Polak potrafi! Audi wjechało na plażę, ale wyjechać już nie dało rady
Tłum gapiów przyglądał się całej akcji z zapartym tchem. W końcu to dość niecodzienny widok, a do tego… nielegalny! " Nie ma znaku, to wolno" – słyszałam nie raz od podobnych śmiałków, którzy pragnęli się popisać swoimi terenowymi autami. Kierowca audi widać miał podobne przekonanie, a że jeszcze ciągnął motorówkę na lawecie… Cóż, wydaje się, że zaparkował przy samym brzegu, żeby w jego przekonaniu, ułatwić sobie zadanie.
"Zapomniał, że audi to nie ursus, a plaża to nie pole.
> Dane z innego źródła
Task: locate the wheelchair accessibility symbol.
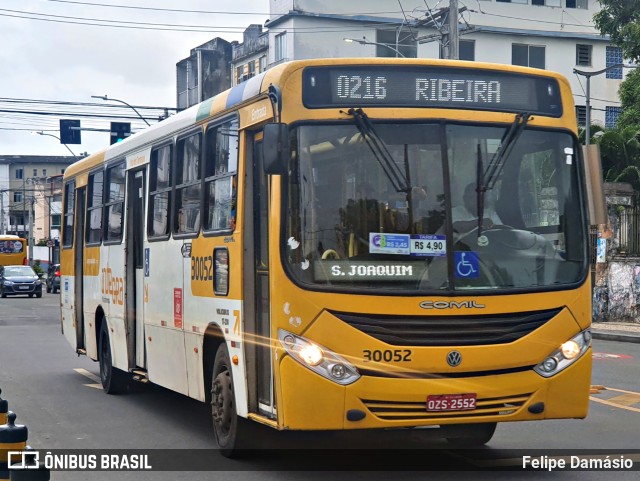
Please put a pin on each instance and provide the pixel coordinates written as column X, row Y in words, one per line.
column 467, row 264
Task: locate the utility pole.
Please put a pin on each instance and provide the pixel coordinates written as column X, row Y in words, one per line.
column 31, row 239
column 2, row 231
column 453, row 30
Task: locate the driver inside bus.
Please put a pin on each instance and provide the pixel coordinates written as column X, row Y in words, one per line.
column 465, row 216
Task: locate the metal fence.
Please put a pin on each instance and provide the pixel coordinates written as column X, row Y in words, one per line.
column 627, row 233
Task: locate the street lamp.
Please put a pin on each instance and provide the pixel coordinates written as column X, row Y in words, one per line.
column 364, row 41
column 588, row 76
column 104, row 97
column 55, row 137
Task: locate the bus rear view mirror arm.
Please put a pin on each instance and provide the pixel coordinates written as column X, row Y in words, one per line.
column 275, row 148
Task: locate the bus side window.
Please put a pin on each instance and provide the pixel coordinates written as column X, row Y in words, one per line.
column 221, row 167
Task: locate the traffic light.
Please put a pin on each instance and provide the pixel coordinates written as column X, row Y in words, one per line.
column 120, row 131
column 70, row 132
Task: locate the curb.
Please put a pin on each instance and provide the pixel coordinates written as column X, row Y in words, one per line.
column 615, row 336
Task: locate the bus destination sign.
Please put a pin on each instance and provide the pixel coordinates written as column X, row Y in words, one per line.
column 430, row 86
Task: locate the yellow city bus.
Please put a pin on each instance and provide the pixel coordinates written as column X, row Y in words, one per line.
column 13, row 250
column 341, row 244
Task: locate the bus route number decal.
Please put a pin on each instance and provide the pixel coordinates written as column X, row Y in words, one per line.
column 202, row 268
column 387, row 355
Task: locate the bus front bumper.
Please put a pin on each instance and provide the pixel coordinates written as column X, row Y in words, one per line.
column 311, row 402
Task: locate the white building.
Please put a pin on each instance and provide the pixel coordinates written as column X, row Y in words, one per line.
column 555, row 35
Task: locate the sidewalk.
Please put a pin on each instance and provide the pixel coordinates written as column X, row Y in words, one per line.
column 616, row 331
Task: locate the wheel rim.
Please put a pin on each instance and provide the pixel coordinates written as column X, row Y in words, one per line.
column 222, row 403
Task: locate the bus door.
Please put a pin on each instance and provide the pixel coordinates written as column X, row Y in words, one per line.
column 134, row 268
column 256, row 285
column 79, row 268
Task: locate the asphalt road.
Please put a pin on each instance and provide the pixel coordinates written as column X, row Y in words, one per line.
column 57, row 396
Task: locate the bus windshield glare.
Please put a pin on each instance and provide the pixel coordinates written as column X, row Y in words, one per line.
column 404, row 216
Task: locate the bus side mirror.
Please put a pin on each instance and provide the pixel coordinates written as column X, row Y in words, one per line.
column 275, row 148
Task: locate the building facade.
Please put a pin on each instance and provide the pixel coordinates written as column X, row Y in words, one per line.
column 31, row 185
column 556, row 35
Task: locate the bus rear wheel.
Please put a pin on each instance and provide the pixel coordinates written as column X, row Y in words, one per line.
column 230, row 430
column 469, row 435
column 114, row 381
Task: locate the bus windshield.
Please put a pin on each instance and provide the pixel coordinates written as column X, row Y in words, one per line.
column 351, row 224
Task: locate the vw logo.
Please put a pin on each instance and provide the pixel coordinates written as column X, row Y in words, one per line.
column 454, row 358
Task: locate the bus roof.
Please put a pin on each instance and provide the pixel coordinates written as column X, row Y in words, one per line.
column 259, row 85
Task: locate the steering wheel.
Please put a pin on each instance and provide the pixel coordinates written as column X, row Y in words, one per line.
column 330, row 253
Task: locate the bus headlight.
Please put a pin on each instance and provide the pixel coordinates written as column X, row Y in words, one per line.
column 319, row 359
column 565, row 355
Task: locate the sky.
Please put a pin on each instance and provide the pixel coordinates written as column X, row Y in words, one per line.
column 49, row 53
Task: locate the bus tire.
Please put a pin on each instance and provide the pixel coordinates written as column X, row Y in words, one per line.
column 469, row 435
column 114, row 381
column 230, row 430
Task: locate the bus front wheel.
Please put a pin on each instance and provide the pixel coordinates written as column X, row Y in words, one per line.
column 229, row 428
column 469, row 435
column 114, row 381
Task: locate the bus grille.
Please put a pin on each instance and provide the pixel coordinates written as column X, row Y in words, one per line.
column 448, row 330
column 404, row 411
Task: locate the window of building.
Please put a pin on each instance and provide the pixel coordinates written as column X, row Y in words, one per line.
column 159, row 192
column 583, row 4
column 614, row 57
column 467, row 50
column 93, row 233
column 239, row 74
column 188, row 185
column 221, row 176
column 281, row 47
column 69, row 203
column 611, row 115
column 583, row 55
column 528, row 55
column 396, row 43
column 114, row 205
column 581, row 115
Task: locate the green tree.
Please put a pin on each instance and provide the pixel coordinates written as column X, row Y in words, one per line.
column 620, row 154
column 630, row 100
column 620, row 19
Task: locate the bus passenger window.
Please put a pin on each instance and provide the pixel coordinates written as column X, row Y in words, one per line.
column 220, row 182
column 188, row 185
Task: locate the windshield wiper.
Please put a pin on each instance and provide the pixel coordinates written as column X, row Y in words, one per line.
column 486, row 180
column 379, row 149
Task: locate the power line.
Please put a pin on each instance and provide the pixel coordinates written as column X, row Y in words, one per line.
column 177, row 10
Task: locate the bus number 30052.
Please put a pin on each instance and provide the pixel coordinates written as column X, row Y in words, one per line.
column 202, row 268
column 387, row 355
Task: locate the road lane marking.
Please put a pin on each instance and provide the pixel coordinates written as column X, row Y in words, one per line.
column 91, row 376
column 603, row 401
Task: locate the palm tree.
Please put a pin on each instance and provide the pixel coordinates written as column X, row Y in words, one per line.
column 620, row 153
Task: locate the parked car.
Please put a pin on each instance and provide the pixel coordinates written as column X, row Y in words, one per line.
column 19, row 280
column 53, row 278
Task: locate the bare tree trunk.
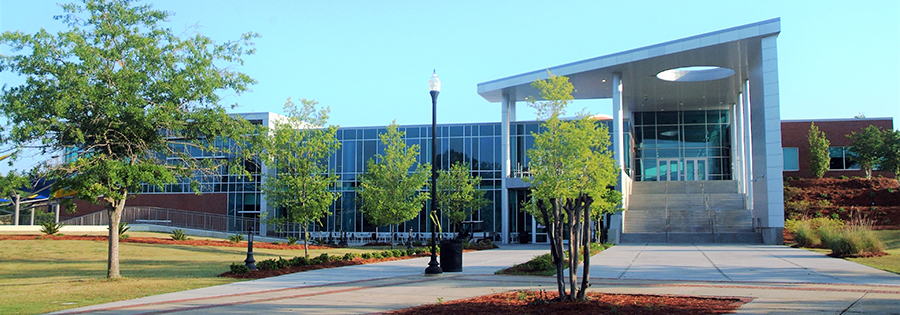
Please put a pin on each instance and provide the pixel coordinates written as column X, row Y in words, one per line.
column 114, row 212
column 586, row 274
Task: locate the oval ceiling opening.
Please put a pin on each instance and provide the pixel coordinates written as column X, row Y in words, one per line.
column 695, row 74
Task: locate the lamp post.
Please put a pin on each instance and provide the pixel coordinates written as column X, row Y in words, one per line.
column 434, row 84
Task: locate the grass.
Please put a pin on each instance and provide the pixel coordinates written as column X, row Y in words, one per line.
column 890, row 262
column 39, row 276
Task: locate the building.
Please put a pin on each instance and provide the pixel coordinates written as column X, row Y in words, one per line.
column 794, row 139
column 695, row 130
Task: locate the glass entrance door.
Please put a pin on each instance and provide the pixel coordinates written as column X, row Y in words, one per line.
column 669, row 169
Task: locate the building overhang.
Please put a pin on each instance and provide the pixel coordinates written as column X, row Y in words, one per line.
column 643, row 90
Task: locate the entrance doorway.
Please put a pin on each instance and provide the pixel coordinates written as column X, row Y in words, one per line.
column 686, row 169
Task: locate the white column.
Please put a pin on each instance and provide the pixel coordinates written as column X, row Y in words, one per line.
column 618, row 138
column 506, row 104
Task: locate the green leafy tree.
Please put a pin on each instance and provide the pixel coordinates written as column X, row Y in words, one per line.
column 125, row 99
column 458, row 193
column 391, row 187
column 298, row 148
column 866, row 148
column 819, row 157
column 572, row 168
column 890, row 152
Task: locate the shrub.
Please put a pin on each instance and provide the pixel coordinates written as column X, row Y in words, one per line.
column 178, row 235
column 852, row 241
column 239, row 269
column 268, row 264
column 299, row 261
column 51, row 228
column 236, row 238
column 321, row 259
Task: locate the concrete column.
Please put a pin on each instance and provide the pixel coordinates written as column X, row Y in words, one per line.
column 506, row 104
column 16, row 200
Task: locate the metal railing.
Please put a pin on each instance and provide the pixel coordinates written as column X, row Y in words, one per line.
column 171, row 217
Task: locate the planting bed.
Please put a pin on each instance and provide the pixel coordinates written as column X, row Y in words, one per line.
column 599, row 303
column 877, row 199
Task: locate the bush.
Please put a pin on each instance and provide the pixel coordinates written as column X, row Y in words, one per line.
column 239, row 269
column 853, row 241
column 178, row 235
column 321, row 259
column 236, row 238
column 299, row 261
column 268, row 264
column 51, row 228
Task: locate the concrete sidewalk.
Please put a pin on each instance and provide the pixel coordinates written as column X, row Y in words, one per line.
column 778, row 278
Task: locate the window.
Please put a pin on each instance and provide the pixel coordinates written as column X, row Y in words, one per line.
column 791, row 159
column 841, row 159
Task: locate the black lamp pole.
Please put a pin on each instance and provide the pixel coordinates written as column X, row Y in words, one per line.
column 434, row 268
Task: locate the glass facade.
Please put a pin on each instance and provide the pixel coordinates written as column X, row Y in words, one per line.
column 682, row 145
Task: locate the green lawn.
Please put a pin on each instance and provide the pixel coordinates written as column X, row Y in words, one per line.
column 39, row 276
column 891, row 262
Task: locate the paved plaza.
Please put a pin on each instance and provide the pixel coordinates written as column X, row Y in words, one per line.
column 779, row 279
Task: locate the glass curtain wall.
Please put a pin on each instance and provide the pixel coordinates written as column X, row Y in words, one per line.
column 682, row 145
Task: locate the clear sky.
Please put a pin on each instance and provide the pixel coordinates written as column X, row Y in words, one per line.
column 369, row 61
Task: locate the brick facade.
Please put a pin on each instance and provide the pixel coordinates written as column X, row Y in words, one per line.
column 794, row 134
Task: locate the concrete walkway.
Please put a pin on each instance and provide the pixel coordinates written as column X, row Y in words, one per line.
column 778, row 278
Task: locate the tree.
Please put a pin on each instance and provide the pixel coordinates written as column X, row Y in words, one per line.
column 126, row 100
column 571, row 167
column 298, row 148
column 458, row 193
column 866, row 148
column 819, row 157
column 890, row 152
column 391, row 187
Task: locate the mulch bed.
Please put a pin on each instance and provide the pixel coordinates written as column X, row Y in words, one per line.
column 153, row 240
column 530, row 302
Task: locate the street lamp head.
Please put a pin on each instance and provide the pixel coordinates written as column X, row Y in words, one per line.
column 434, row 83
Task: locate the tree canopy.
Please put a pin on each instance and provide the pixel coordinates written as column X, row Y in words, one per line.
column 572, row 168
column 819, row 157
column 125, row 100
column 298, row 148
column 866, row 148
column 458, row 193
column 391, row 187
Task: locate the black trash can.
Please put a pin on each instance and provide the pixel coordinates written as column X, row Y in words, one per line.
column 451, row 255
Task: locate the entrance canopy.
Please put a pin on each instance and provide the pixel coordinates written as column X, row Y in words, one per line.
column 647, row 86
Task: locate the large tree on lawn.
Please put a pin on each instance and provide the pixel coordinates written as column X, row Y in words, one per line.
column 125, row 100
column 298, row 148
column 572, row 168
column 390, row 189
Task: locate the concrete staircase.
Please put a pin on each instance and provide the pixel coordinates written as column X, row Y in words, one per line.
column 688, row 212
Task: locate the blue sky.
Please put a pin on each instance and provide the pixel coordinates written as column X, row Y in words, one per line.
column 369, row 61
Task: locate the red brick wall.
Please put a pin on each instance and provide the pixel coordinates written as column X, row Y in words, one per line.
column 216, row 203
column 794, row 134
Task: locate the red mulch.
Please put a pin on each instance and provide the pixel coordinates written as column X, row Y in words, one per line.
column 153, row 240
column 877, row 198
column 598, row 303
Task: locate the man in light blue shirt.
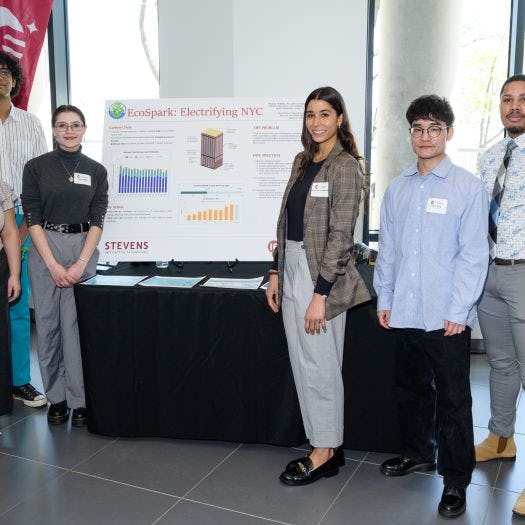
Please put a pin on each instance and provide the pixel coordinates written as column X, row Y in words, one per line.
column 430, row 271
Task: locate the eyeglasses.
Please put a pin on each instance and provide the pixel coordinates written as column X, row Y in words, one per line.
column 75, row 127
column 433, row 131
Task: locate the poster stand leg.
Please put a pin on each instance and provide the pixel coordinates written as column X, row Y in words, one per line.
column 230, row 265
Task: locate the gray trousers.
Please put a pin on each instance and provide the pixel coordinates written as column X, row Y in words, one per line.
column 316, row 359
column 501, row 315
column 58, row 342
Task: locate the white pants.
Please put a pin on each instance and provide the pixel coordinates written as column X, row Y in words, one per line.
column 316, row 359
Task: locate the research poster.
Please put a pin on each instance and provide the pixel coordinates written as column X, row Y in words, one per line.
column 196, row 179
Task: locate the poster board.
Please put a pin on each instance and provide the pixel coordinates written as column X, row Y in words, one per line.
column 197, row 179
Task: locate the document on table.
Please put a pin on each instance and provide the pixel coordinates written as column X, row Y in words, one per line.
column 239, row 284
column 115, row 280
column 172, row 282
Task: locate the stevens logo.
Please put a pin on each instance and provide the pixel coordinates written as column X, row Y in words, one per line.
column 117, row 110
column 126, row 245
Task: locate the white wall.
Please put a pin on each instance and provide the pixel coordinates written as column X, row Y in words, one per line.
column 270, row 48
Audi to stan umysłu" – głosi tytuł filmu, który można obejrzeć na Youtubie. "Jak można być takim idiotą?!" "Brawa za inteligencję" – komentują internauci. Ostatecznie kierowca musiał skorzystać z pomocy ciągnika, a publiczność w Międzyzdrojach niemal oklaskiwała całe zajście.
Okazuje się, że to nie jest jednostkowy przypadek, a podobnych jemu, kreatywnych, zdarza się na polskich plażach całkiem sporo. Jeden z internautów na portalu pclab.pl opisuje: "Jakieś 2-3 lata temu byłem w Międzywodziu. Codziennie jakiś nowobogacki debil robił rundkę po plaży. Ok. 11 jechał w prawo, a ok. 12 wracał, jadąc po mokrym piasku tuż koło wody. Strasznie dumny był z tego, prężył się jak paw (…)Któregoś dnia "biedna hołota na kocykach" była przygotowana. Kilka osób przyniosło większe łopatki i czekało na pierwszy przejazd. Wykopali małą "fosę" siedli na kocykach, przygotowali aparaty foto i czekali. Po godzinie panisko wracając zaryło w piasku (…) połowa plaży kulała się ze śmiechu, zdjęcia, oklaski itp." – opisał ze szczegółami.
Tacy mistrzowie kierownicy za nic mają zakazy lub w ogóle nie mają pojęcia o ich istnieniu. Przypomnijmy zatem, pojazd poruszający się po plaży musi mieć na to zezwolenie z lokalnego urzędu. Jednak są obszary, takie jak rezerwaty, wydmy, tereny wojskowe, na których zezwolenia na wjazd żaden przysłowiowy "Kowalski" nie dostanie.